Scottish Battery Factory Goes Bust in Fresh Blow to U.K.’s Net Zero Industry

AMTE Power, a high-performance battery developer, has called in administrators in a fresh blow to Britain’s Net Zero industry as orders dried up. The Telegraph has more.

The company warned in the summer that it was in financial trouble and had days to find a new backer or help from existing shareholders.

An investor pulled the plug on fresh funding after plans to build a new plant in Dundee were scrapped.

AMTE said in a stock market notice: “The board has no other options to secure finance in the time available and has therefore concluded that the company has insufficient funds to continue trading.”

It said it appointed FRP Advisory as administrator to find a buyer and trading of its shares are suspended.

The company, which is based in Oxfordshire but has its main operations in Thurso, planned a 0.5GWh half-gigafactory in Dundee to make batteries for potential clients such as BMW and Cosworth.

AMTE had a long history in developing lithium cells, making some of the first examples in the 1990s. Recently, AMTE said it tested cells that can be charged fully in six minutes in a breakthrough for charging technology.

However, it has been making a loss.

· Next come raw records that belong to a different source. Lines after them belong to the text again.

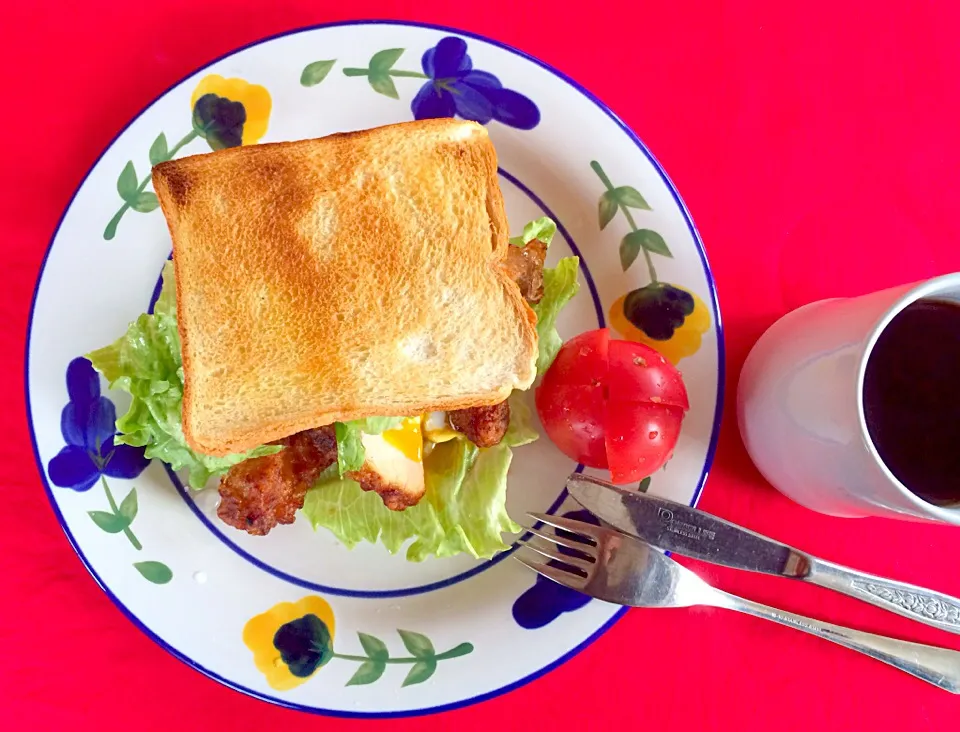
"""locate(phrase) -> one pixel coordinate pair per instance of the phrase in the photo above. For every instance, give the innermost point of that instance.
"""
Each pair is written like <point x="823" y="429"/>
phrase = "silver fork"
<point x="611" y="566"/>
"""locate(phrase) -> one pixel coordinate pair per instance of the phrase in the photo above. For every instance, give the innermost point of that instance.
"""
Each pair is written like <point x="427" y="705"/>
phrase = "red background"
<point x="816" y="145"/>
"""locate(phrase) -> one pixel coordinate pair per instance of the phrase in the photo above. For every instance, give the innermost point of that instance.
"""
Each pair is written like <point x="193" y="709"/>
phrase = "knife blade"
<point x="684" y="530"/>
<point x="693" y="533"/>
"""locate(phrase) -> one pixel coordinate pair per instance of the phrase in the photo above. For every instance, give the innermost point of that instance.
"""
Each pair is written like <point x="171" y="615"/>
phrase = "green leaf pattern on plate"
<point x="316" y="72"/>
<point x="118" y="520"/>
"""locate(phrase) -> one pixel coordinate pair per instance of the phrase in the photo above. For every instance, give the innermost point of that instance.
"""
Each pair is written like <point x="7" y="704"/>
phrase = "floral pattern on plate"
<point x="662" y="315"/>
<point x="452" y="87"/>
<point x="226" y="113"/>
<point x="88" y="426"/>
<point x="293" y="640"/>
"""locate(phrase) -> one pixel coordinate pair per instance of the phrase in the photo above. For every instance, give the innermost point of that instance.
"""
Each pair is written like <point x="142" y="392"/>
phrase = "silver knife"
<point x="693" y="533"/>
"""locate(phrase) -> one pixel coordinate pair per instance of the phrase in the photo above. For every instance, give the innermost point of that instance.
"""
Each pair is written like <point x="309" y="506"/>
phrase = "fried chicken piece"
<point x="394" y="497"/>
<point x="260" y="493"/>
<point x="524" y="265"/>
<point x="483" y="426"/>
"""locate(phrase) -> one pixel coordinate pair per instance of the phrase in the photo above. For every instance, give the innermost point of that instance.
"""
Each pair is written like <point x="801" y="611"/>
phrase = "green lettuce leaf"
<point x="462" y="511"/>
<point x="542" y="229"/>
<point x="146" y="363"/>
<point x="559" y="286"/>
<point x="350" y="452"/>
<point x="520" y="431"/>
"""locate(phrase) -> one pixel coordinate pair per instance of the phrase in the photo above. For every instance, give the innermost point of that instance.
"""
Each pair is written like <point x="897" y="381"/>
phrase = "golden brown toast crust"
<point x="354" y="275"/>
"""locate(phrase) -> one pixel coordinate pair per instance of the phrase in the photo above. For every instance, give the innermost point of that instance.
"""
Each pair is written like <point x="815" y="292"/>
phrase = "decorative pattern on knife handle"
<point x="928" y="606"/>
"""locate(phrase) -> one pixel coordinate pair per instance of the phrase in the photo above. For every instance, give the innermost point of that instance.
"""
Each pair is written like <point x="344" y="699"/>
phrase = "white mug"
<point x="800" y="406"/>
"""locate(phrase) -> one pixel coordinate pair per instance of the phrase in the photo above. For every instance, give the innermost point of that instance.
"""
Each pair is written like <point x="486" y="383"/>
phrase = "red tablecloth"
<point x="816" y="144"/>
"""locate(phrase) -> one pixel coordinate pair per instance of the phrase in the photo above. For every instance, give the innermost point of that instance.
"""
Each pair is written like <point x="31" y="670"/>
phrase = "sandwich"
<point x="346" y="331"/>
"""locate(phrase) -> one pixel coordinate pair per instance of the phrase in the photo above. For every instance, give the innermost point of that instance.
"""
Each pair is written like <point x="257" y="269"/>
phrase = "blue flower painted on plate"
<point x="546" y="600"/>
<point x="88" y="427"/>
<point x="456" y="88"/>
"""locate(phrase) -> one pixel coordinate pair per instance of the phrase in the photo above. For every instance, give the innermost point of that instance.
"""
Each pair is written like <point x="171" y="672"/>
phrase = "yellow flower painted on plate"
<point x="666" y="317"/>
<point x="291" y="641"/>
<point x="230" y="112"/>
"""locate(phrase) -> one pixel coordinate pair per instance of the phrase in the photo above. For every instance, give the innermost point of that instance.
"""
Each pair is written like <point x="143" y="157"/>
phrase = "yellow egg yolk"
<point x="408" y="439"/>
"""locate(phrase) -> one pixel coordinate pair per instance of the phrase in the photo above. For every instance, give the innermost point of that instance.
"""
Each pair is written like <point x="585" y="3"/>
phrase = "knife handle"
<point x="924" y="606"/>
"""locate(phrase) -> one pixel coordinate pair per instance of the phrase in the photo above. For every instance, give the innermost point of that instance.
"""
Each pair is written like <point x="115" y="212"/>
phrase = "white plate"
<point x="195" y="583"/>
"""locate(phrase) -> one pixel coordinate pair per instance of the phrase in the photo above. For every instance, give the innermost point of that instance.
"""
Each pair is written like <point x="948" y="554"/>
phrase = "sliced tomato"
<point x="573" y="417"/>
<point x="613" y="403"/>
<point x="639" y="438"/>
<point x="582" y="361"/>
<point x="638" y="373"/>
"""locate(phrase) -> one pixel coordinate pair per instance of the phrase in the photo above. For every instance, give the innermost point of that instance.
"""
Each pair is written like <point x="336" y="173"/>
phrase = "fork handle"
<point x="938" y="666"/>
<point x="917" y="603"/>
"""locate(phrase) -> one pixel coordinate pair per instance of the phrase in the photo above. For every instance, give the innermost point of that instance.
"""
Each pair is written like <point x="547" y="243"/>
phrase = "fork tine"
<point x="574" y="527"/>
<point x="560" y="576"/>
<point x="579" y="546"/>
<point x="556" y="556"/>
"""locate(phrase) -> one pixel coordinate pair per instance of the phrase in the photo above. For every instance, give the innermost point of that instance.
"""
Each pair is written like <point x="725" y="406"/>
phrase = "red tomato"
<point x="613" y="403"/>
<point x="582" y="361"/>
<point x="637" y="373"/>
<point x="639" y="438"/>
<point x="573" y="417"/>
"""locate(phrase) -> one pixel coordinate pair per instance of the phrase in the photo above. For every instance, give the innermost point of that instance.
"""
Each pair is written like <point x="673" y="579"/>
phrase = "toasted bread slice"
<point x="350" y="276"/>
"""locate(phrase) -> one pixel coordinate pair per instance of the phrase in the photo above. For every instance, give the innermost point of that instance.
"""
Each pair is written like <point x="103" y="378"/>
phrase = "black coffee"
<point x="911" y="399"/>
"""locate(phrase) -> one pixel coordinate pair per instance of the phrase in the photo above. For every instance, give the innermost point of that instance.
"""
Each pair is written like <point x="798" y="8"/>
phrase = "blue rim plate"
<point x="455" y="631"/>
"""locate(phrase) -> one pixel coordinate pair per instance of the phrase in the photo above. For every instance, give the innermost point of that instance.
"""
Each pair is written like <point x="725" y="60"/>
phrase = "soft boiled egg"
<point x="397" y="456"/>
<point x="436" y="427"/>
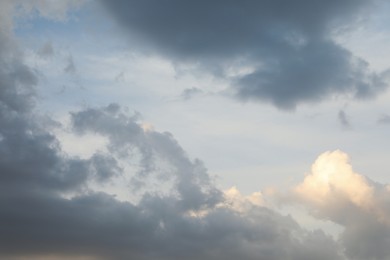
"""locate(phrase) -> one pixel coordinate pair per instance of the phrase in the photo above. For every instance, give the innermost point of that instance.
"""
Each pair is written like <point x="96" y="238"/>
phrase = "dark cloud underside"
<point x="288" y="44"/>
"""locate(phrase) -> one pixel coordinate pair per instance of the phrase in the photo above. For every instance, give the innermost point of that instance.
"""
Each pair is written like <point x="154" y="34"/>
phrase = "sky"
<point x="194" y="129"/>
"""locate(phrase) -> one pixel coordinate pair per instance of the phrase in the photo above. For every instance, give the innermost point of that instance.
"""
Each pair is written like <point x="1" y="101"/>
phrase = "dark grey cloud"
<point x="189" y="93"/>
<point x="48" y="208"/>
<point x="384" y="119"/>
<point x="289" y="45"/>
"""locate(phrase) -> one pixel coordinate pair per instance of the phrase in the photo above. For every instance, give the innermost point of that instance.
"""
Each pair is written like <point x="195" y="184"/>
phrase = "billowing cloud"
<point x="50" y="207"/>
<point x="286" y="48"/>
<point x="333" y="191"/>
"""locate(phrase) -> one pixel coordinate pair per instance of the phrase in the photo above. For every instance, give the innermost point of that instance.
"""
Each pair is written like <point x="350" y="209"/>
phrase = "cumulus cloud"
<point x="287" y="46"/>
<point x="333" y="191"/>
<point x="50" y="209"/>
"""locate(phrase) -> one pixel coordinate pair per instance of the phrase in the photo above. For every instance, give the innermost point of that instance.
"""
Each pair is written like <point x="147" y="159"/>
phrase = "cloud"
<point x="189" y="93"/>
<point x="70" y="66"/>
<point x="343" y="119"/>
<point x="333" y="191"/>
<point x="384" y="119"/>
<point x="49" y="207"/>
<point x="46" y="51"/>
<point x="287" y="46"/>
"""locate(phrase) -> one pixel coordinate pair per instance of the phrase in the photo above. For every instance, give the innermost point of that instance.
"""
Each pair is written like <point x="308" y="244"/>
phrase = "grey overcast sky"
<point x="179" y="129"/>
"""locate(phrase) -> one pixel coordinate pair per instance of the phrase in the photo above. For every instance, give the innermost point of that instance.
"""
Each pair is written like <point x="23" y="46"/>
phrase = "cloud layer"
<point x="49" y="206"/>
<point x="273" y="51"/>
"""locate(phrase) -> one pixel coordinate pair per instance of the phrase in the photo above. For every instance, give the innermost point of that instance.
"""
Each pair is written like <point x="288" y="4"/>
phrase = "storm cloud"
<point x="280" y="52"/>
<point x="50" y="207"/>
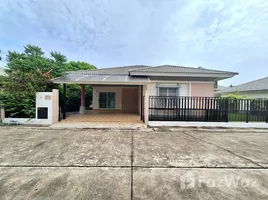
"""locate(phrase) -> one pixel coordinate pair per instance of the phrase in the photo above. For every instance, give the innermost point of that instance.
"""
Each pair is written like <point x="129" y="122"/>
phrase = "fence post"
<point x="247" y="111"/>
<point x="266" y="111"/>
<point x="64" y="101"/>
<point x="146" y="107"/>
<point x="227" y="110"/>
<point x="2" y="113"/>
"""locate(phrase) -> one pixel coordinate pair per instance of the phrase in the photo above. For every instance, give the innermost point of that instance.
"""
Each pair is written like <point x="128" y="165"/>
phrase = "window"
<point x="107" y="99"/>
<point x="168" y="92"/>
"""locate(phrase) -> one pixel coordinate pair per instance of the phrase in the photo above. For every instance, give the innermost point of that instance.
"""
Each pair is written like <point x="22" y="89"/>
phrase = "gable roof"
<point x="179" y="69"/>
<point x="144" y="70"/>
<point x="257" y="85"/>
<point x="109" y="71"/>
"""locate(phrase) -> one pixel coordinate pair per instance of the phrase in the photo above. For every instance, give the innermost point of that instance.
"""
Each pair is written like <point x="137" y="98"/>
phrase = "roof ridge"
<point x="141" y="68"/>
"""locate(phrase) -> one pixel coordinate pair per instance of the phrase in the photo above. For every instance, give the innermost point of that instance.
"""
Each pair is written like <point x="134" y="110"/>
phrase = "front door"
<point x="107" y="100"/>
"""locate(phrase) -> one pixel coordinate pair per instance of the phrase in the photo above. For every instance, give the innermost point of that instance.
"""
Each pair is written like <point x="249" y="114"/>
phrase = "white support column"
<point x="2" y="113"/>
<point x="146" y="106"/>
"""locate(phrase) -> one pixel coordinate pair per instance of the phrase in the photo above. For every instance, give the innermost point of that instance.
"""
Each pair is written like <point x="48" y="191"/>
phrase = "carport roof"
<point x="101" y="79"/>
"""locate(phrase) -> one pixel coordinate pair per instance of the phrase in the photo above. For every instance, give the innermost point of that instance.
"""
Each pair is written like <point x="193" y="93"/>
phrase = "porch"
<point x="101" y="117"/>
<point x="96" y="119"/>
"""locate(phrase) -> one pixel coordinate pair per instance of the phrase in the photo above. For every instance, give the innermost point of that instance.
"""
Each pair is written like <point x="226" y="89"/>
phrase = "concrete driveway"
<point x="43" y="163"/>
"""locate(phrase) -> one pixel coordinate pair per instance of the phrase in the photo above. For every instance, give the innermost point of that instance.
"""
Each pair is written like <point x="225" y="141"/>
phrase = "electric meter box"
<point x="47" y="106"/>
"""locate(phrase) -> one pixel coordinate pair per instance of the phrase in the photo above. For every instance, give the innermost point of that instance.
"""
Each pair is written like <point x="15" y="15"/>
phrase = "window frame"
<point x="107" y="100"/>
<point x="168" y="88"/>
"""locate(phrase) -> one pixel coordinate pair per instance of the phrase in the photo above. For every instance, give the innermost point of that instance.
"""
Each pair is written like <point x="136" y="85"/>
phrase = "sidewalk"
<point x="209" y="124"/>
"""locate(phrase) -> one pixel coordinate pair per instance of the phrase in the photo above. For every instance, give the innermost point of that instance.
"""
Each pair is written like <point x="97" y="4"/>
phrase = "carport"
<point x="116" y="98"/>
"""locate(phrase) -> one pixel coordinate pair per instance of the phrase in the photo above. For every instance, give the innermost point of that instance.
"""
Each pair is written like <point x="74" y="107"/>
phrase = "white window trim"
<point x="177" y="90"/>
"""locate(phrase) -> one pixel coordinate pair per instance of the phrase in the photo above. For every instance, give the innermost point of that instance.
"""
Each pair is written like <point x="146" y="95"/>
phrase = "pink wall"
<point x="202" y="89"/>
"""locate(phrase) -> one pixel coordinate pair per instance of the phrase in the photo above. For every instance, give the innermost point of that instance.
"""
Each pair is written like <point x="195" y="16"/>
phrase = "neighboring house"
<point x="254" y="89"/>
<point x="127" y="89"/>
<point x="220" y="88"/>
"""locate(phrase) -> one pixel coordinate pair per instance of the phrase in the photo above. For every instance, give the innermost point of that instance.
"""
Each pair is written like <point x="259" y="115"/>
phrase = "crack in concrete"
<point x="129" y="167"/>
<point x="229" y="151"/>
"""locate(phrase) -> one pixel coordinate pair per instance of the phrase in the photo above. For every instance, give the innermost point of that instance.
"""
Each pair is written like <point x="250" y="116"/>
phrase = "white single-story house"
<point x="255" y="89"/>
<point x="127" y="89"/>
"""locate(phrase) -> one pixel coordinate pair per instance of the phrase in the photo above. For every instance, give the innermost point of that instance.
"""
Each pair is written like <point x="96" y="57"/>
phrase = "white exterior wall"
<point x="118" y="96"/>
<point x="250" y="94"/>
<point x="184" y="88"/>
<point x="43" y="99"/>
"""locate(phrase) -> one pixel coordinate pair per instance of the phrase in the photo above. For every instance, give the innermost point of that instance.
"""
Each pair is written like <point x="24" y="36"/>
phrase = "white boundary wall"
<point x="43" y="99"/>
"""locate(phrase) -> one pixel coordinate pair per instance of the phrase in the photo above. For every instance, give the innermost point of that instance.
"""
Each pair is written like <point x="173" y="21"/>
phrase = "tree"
<point x="73" y="90"/>
<point x="30" y="72"/>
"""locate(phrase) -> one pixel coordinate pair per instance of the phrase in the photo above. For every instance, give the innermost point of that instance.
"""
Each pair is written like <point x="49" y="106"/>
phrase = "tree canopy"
<point x="30" y="72"/>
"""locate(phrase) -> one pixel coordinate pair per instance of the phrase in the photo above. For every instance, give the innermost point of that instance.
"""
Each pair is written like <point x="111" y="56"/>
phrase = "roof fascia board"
<point x="181" y="74"/>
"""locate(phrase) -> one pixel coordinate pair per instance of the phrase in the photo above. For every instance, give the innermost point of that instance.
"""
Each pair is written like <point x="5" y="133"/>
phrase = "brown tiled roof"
<point x="257" y="85"/>
<point x="151" y="69"/>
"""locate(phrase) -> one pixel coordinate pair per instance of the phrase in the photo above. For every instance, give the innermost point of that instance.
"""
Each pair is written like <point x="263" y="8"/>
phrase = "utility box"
<point x="47" y="107"/>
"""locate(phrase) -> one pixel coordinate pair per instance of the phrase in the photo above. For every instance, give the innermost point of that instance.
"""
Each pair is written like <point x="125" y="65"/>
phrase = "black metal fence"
<point x="211" y="109"/>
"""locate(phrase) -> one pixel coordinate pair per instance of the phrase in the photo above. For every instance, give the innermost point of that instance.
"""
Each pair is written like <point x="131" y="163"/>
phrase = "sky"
<point x="217" y="34"/>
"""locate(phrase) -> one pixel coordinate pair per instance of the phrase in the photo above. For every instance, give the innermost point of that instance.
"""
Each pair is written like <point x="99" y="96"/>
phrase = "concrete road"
<point x="43" y="163"/>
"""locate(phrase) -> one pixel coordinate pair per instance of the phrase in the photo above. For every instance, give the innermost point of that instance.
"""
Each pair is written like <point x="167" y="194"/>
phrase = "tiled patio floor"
<point x="103" y="118"/>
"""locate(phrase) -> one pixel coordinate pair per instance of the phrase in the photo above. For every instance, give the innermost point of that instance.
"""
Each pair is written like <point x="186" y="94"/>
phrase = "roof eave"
<point x="169" y="74"/>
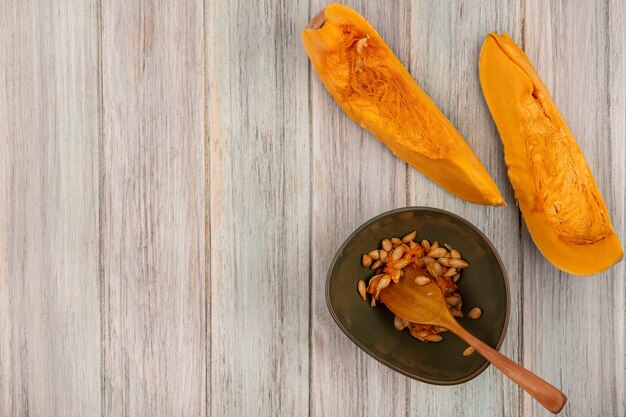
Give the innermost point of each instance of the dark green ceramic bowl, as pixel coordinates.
(484, 284)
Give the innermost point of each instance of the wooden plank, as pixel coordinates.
(445, 42)
(49, 309)
(153, 221)
(574, 327)
(259, 208)
(355, 177)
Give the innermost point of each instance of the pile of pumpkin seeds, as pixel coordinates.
(443, 264)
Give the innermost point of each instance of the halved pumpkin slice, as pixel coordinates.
(555, 189)
(373, 87)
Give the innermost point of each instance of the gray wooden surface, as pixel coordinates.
(174, 181)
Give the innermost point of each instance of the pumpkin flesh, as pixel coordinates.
(555, 189)
(372, 86)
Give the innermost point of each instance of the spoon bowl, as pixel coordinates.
(425, 304)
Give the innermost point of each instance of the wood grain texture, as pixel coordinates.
(153, 221)
(574, 327)
(445, 63)
(259, 208)
(49, 309)
(355, 177)
(175, 180)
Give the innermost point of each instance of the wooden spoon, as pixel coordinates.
(425, 304)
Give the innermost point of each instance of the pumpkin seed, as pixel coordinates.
(444, 261)
(458, 263)
(434, 337)
(401, 264)
(371, 286)
(400, 323)
(397, 253)
(382, 284)
(434, 269)
(450, 273)
(411, 236)
(437, 253)
(453, 300)
(475, 313)
(468, 351)
(396, 274)
(422, 280)
(362, 289)
(377, 264)
(421, 334)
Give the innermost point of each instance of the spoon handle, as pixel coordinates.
(548, 395)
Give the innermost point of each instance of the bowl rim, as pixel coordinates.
(384, 361)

It did not get the firm orders it needed from carmakers and other potential customers, or a patient investor that could fuel an expansion in production. …

AMTE’s fate mirrors that of Britishvolt, another would-be independent U.K. gigafactory.

Britishvolt was the brainchild of former investment banker Orral Nadjari, who saw the looming demand for batteries from carmakers in the U.K. and a gap in the market for an independent producer, planning a £3.8bn factory in Blyth, Northumberland.

But it ran out of funding after borrowing became more expensive. At the time of its demise in January, the company had signed initial deals with carmakers such as Aston Martin, but it had secured no firm orders.

Meanwhile, most of the biggest carmakers in the U.K., including Nissan, JLR, Mini and Aston Martin, have secured alternative supplies for cells.

Worth reading in full.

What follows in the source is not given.